Bislang haben Chinas Gesundheitsbehörden erst eine Handvoll Omikron-Fälle bestätigt, die jedoch allesamt unter Einreisenden in den Quarantäne-Zimmern festgestellt wurden. Doch natürlich ist es nur eine Frage der Zeit, bis die neue Virusvariante irgendwann einmal auch die gemeine Bevölkerung erreicht. Dann bleibt den Autoritäten als einzige effektive Maßnahme erneut nur der LockdownHammer übrig, denn die chinesischen Vakzine wirken tatsächlich kaum gegen Omikron. Forscher der Universität Hongkong haben erst letzte Woche behauptet, dass auch drei Injektionen des Sinovac-Vakzins nicht ausreichend Infektionsschutz bieten würden. „Es ist wichtig, die Wirksamkeit der Impfstoffe auch im Feld weiter zu überwachen“, sagt Malik Pieris, Professor für Virologie an der Universität Hongkong. Noch handele es sich um keine endgültigen Daten.
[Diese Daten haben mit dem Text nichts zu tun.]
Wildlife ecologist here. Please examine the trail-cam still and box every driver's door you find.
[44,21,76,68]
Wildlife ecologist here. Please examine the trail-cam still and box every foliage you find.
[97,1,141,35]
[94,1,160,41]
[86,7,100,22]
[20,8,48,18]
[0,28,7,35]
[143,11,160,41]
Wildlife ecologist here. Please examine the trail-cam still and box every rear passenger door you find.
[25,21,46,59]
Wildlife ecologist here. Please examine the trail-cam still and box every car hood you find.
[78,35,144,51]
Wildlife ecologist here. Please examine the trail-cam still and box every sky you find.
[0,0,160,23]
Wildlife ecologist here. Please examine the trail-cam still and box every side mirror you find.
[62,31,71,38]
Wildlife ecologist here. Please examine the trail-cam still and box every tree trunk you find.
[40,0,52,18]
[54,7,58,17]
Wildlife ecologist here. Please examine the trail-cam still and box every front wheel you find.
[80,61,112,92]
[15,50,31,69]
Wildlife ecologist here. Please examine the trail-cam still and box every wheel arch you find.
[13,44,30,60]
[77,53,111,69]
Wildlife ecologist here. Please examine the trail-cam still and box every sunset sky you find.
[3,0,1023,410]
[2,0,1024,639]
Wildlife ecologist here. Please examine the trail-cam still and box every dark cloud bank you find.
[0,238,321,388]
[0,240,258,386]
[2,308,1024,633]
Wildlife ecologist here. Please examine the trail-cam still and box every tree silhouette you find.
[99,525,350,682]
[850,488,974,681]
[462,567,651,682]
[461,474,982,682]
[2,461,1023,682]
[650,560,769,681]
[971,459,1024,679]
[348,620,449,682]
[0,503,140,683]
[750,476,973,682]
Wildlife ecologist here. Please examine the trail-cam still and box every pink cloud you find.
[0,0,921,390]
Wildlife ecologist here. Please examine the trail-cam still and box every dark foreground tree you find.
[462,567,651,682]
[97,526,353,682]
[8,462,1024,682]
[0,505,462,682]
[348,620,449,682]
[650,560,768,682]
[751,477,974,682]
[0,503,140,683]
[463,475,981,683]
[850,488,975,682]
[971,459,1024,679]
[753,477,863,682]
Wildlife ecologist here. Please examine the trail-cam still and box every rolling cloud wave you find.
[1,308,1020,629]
Doch alles deutet daraufhin, dass China auf absehbare Zeit an seiner immer kostspieligeren „Null Covid“-Strategie festhalten wird. Doch langfristig sind es nicht nur die angespannten Lieferketten, die unter den Corona-Maßnahmen leiden werden, sondern die Gesellschaft insgesamt: Seit zwei Jahren gibt es praktisch keinen kulturellen, diplomatischen und akademischen Austausch mit dem Ausland mehr. China hat zwar seit letztem Frühjahr kaum Infektionen zu beklagen, doch entfremdet sich gleichzeitig so stark von der internationalen Staatengemeinschaft wie seit Jahrzehnten nicht mehr.